When she worked in home-based care, a woman once told her that she had asked for someone “not of colour” to come. She was so pissed. She did her job but didn’t want to go back to this place. Also, when she walks in a hospital room, she sometimes senses that the patient doesn’t want her there because she’s black.
Day Eight: 12 May
Today they gathered the maintenance staff, and we learned that Simon, my boss, tested positive. He’s fine, but he won’t come back for two weeks.
We worked close one another; I wonder if I have it. I asked Simon’s boss if we should get tested and he said no, which I thought was a stupid answer. I got preoccupied about my health for 15 minutes… and then I moved on. When we enter the building, we have no choice but to reasonably think we’re going to catch it.
Also, today, 25 paramedics started to work as assistant-orderly for at least a month, to provide a stable staff number for the time being. They are funny, energetic and enjoyable colleagues; it’s refreshing to have them there.
And, light at the end of the tunnel, three patients are now testing negative in a red zone. The red signs have been replaced with green signs in front of their room. I am however convinced that lives could have been saved in the care home and there is a lot of us feeling mad about this.
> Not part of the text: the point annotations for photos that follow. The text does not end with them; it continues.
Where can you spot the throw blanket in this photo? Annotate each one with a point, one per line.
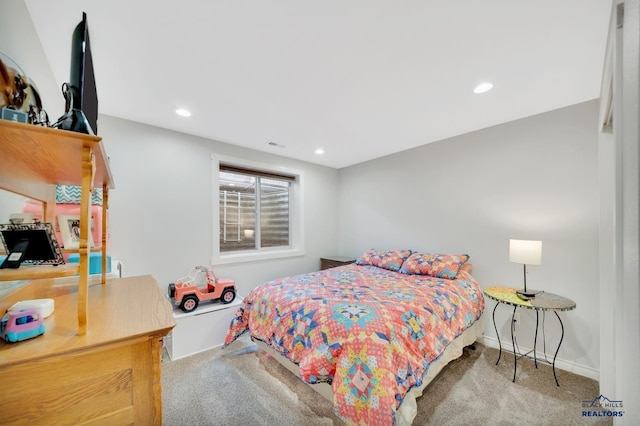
(369, 332)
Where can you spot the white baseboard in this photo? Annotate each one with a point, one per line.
(561, 364)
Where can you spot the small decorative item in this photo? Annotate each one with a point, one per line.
(186, 294)
(19, 97)
(19, 218)
(21, 325)
(70, 231)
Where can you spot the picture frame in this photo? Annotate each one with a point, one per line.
(69, 225)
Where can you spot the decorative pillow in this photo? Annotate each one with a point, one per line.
(391, 260)
(435, 265)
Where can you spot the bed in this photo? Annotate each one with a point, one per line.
(371, 335)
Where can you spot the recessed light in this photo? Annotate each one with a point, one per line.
(483, 88)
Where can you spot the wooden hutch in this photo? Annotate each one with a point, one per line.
(99, 359)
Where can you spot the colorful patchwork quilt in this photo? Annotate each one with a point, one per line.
(369, 332)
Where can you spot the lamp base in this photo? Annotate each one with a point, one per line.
(527, 294)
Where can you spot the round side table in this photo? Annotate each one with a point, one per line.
(543, 301)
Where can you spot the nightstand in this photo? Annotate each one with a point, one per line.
(543, 301)
(333, 261)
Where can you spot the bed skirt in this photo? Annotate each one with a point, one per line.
(409, 407)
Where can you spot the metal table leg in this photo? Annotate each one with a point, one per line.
(497, 334)
(535, 342)
(513, 342)
(557, 350)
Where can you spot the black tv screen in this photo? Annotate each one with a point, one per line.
(42, 245)
(82, 79)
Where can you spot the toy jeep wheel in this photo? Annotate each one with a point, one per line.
(227, 296)
(189, 303)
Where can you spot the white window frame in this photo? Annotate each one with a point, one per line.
(296, 215)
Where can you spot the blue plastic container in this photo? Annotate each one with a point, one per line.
(95, 262)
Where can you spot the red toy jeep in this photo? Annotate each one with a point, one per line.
(187, 295)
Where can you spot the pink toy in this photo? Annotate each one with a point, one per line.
(187, 295)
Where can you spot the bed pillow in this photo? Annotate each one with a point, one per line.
(435, 265)
(391, 260)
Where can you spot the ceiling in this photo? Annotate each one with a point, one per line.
(359, 78)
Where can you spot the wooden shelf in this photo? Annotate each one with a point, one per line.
(39, 272)
(36, 158)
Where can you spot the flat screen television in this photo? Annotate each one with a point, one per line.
(41, 245)
(82, 78)
(80, 92)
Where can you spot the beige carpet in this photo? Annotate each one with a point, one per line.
(241, 385)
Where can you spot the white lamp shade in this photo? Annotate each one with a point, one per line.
(525, 251)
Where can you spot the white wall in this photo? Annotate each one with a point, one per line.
(535, 178)
(19, 40)
(161, 215)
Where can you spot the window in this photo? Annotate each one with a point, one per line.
(258, 213)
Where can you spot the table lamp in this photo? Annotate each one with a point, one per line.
(528, 253)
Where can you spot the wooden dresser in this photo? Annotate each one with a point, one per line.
(110, 375)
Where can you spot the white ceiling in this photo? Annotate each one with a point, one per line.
(359, 78)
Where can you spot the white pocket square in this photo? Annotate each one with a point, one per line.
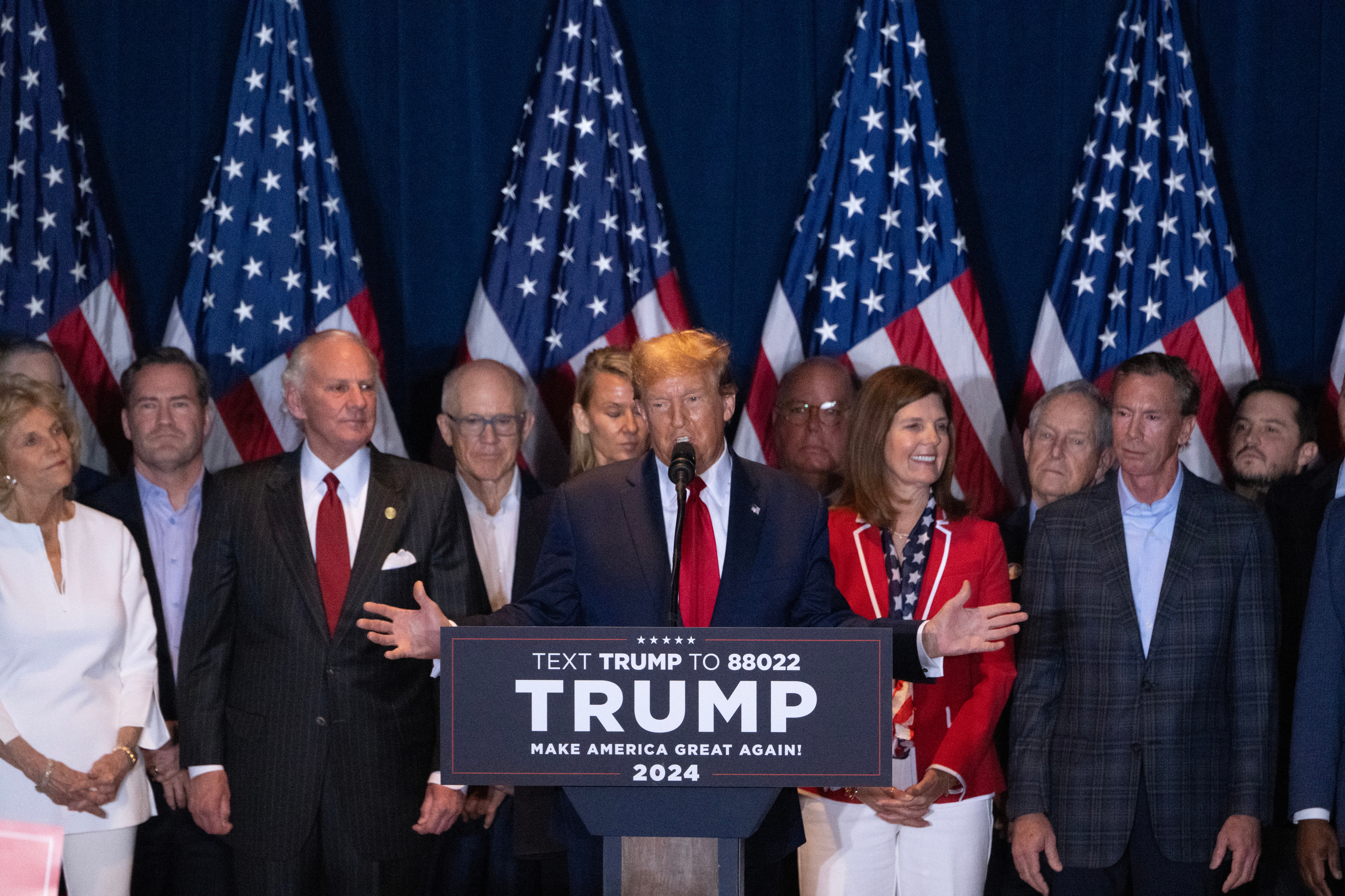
(399, 560)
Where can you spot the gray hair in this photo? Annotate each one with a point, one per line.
(298, 366)
(1102, 420)
(455, 377)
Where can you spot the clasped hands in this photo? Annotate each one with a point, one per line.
(954, 630)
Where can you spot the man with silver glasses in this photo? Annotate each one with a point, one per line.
(809, 425)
We can also wonder what kind of life. In the hallway, I heard two orderlies talking about a disappointed resident who didn’t die from the virus. She couldn’t take living like this anymore.
Day Nine: 13 May
Today was another exhausting day.
The doctor assigned to the care come left in a hurry during the evening. She received a call from her nephew, and she learned that her sister died suddenly in the shower. She spontaneously told me this in the changing room while I was cleaning.
Poor her, she’s in the middle of the Covid-19 fight and, now, this. I feel each day has a different thing going on. It’s incredible how many nuances of pain, drama and sweetness I can experience and witness in one day.
A little earlier, at the nurses’ station on the ground floor, the doctor was speaking with an assertive tone to a patient’s son. The latter was worried and wanted to send him to the hospital.
She told him that, tonight, he was fine. “He’s eating, and he doesn’t have a fever. But we’ve seen some patients who were fine the day before and died the next day. It’s harsh to say it like this, but I say it so you won’t be surprised… This virus, it’s something…”
It’s making me think that a resident has been testing positive for the whole month. They still don’t understand why. But here the official timeframe they use is 21 days, not 14.
Tonight, I was working on the ground floor. The residents are more lucid and autonomous in this area. Many were listening to TV series or watching the news, with a loud sound.
My last scene from today is a resident, high on her meds in the hallway, hallucinating she was waiting for her suitcase after two weeks abroad. She went back to her room after an orderly gently told her she was not allowed in the hallway.
“Sleeping in that room is the best thing in the world. It’s perfect, it’s paradise.” She looked utterly ecstatic. The orderly and I smiled at each other… Like, ok. But I felt a bit like the resident was from the Brave New World novel, high on soma.